Précipitations, débit des fleuves, hauteur des nappes… A quel point le changement climatique chamboulera-t-il les ressources en eau d’ici la fin du siècle en métropole ? Dix ans après une première étude nommée Explore 2070, l’Institut national de recherche pour l’agriculture, l’alimentation et l’environnement (Inrae) dévoile des données actualisées ce vendredi, en partenariat avec d’autres organismes de recherche français.

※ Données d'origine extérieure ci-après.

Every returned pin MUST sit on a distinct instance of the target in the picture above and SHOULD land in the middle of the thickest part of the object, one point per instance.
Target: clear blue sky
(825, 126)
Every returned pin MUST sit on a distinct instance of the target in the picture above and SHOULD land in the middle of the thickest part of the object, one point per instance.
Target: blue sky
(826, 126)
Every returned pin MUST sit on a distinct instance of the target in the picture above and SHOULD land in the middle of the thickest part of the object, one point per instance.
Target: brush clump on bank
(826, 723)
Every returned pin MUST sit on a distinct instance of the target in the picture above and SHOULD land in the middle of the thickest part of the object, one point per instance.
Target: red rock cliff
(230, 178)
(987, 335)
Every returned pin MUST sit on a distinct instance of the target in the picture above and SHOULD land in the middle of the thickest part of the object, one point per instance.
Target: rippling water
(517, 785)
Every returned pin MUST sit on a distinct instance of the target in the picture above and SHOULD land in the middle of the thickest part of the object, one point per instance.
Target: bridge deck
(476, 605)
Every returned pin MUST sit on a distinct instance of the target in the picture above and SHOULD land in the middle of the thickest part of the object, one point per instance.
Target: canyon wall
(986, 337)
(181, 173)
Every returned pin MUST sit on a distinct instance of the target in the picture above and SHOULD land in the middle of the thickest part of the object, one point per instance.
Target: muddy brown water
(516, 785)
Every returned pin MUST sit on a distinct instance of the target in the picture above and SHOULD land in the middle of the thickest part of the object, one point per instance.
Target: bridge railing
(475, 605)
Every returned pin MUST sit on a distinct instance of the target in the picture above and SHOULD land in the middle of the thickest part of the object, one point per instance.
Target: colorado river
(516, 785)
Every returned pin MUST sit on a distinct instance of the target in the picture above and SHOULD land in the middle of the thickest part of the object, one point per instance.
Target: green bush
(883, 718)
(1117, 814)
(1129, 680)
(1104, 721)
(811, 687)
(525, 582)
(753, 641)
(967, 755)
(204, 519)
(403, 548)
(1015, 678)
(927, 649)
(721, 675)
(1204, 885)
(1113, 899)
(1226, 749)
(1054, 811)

La nouvelle étude, nommée Explore 2, se base pour la première fois sur des modèles climatiques régionaux, à plus petite résolution, et produit ainsi des résultats plus précis que la précédente. Centrée sur l’Hexagone et la Corse et couvrant tout le XXIe siècle, Explore 2 laisse entrevoir un futur davantage soumis aux extrêmes, oscillant entre trop plein et trop peu d’eau selon les saisons et les territoires.
-30% de débit des cours d’eau en été
«Les acteurs du territoire ne pourront pas dire qu’ils n’ont pas la connaissance du changement climatique et de son impact sur les ressources en eau, l’objectif est qu’ils se saisissent des résultats pour bâtir des stratégies d’adaptation», explique à Libération Eric Sauquet, hydrologue à l’Inrae et coordinateur du projet, qui a mobilisé une quarantaine de chercheurs pendant trois ans. Cette étude comporte un volet sur l’accompagnement des acteurs et a été doublée d’un autre projet visant à fournir des outils et guides pour s’adapter localement.

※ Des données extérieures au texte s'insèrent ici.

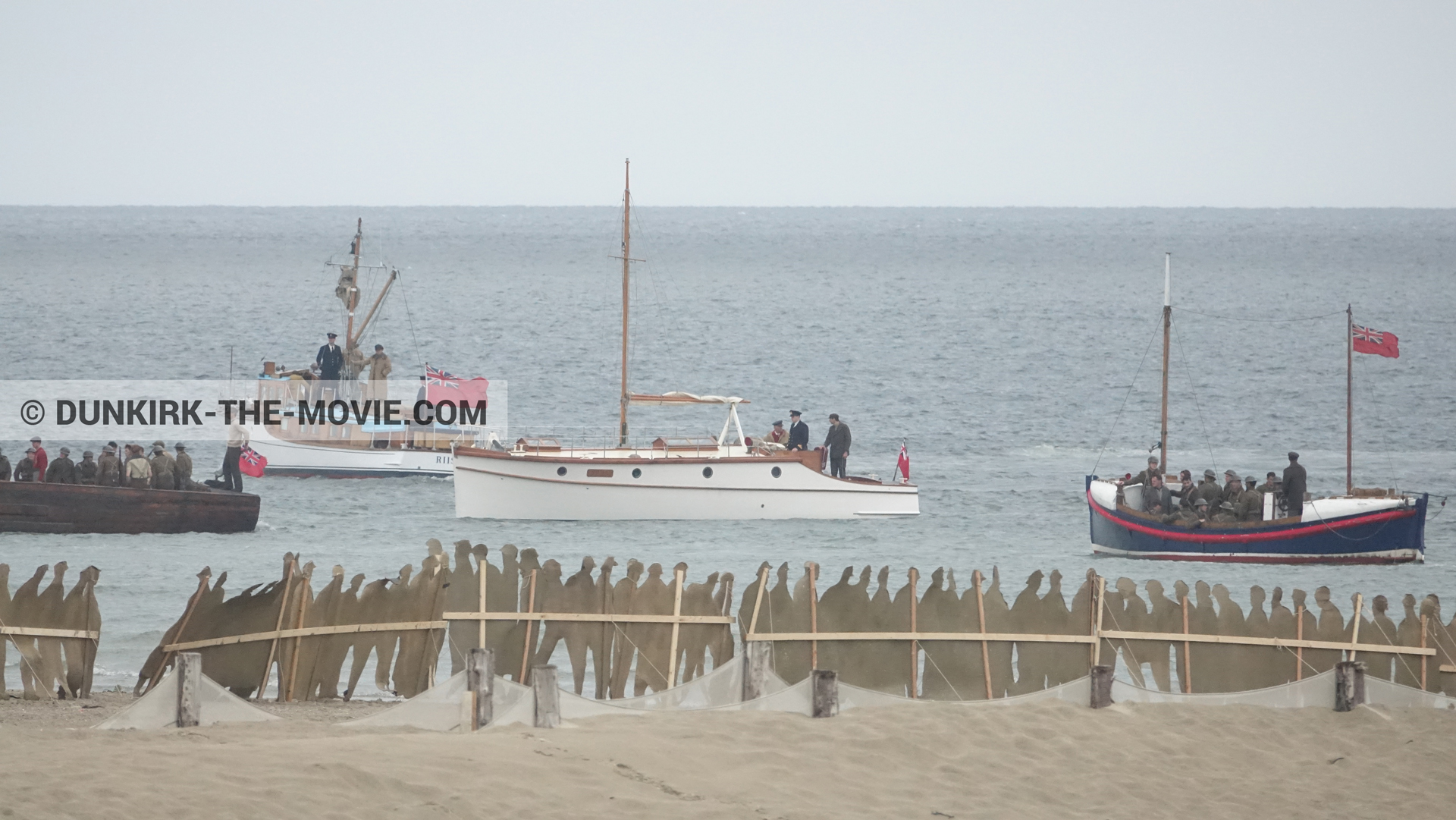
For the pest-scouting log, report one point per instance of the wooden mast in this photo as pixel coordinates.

Les conclusions d’Explore 2 se basent sur le scénario le plus pessimiste pour l’avenir, celui avec de fortes émissions mondiales de gaz à effet de serre. «Celui-ci est tout à fait plausible quand on regarde la politique des Etats en matière d’atténuation. Les effets du changement climatique seront d’autant plus sévères que les émissions seront importantes», justifie Eric Sauquet. Ce parti pris permet ainsi de montrer les changements les plus profonds possibles d’ici à la fin du siècle.

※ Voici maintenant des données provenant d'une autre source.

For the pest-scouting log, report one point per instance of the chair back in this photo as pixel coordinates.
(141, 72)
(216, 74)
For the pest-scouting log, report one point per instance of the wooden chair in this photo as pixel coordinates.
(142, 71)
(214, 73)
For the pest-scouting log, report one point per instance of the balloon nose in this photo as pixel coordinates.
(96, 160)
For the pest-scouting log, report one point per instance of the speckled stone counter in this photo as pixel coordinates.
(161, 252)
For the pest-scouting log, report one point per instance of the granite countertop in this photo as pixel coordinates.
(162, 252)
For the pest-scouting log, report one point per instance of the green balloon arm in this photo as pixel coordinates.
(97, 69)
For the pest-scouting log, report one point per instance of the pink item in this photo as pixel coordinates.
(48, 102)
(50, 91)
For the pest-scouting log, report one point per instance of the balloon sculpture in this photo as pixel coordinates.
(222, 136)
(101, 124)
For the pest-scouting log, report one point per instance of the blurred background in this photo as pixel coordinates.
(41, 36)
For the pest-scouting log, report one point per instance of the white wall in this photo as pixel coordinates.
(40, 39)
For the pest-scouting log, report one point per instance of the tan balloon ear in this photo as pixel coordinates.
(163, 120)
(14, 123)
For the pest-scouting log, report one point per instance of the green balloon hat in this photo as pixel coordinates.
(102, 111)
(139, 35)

Se projeter dans la France de la fin du siècle revient d’abord à étudier le niveau de surchauffe du climat. Dans le scénario de fortes émissions, le pays connaîtra en moyenne sur l’année des températures supérieures de 4 degrés à celles de la période de référence, 1976-2005, lors de laquelle le changement climatique avait déjà débuté. Cela cache des disparités selon les saisons : les étés pourront être jusqu’à 7°C plus chauds et seront moins pluvieux, avec une baisse estimée à 23 % dans le pays, et jusqu’à 30 % en moyenne dans le Sud-Ouest.
Cette modification aura un effet direct sur les cours d’eau à la même période. Sous l’effet combiné d’une évaporation accrue de 25 %, de précipitations moins abondantes et de la diminution du manteau neigeux, le débit moyen estival des rivières (le volume d’eau qui s’écoule) en France sera inférieur de 30 % à celui de la fin du XXe siècle. Avec là aussi des situations possiblement plus marquées localement : «Les baisses les plus sensibles concernent le Sud-Ouest (-50 %), les Alpes (-50 %) et le secteur méditerranéen (-40 %).» Cela pourrait donc mener à encore plus de tensions et de restrictions estivales. Durant l’hiver en revanche, les pluies devraient être 20 % plus abondantes en moyenne sur l’Hexagone, notamment dans le Nord où elles augmenteront de 24 %. Cette tendance humide sera plus «faible, voire incertaine, dans le Sud», précise l’étude.
Ces résultats diffèrent de ceux de la précédente étude, qui entrevoyait un assèchement en toutes saisons. Elle notait par exemple une baisse des débits moyens annuels des cours d’eau de l’ordre de 10 % à 40 % en milieu de siècle, donnée qui a servi de base à l’élaboration du plan eau dévoilé par le gouvernement en mars 2023. Explore 2 ne donne pas de chiffre actualisé sur l’année entière dans le pays, mais note une hausse globale des cumuls de pluie dans le Nord-Est et une baisse dans le Sud-Est ainsi que près des Pyrénées, avec 25 % de perte de débit annuel dans ce secteur ainsi que pour les Alpes du Sud.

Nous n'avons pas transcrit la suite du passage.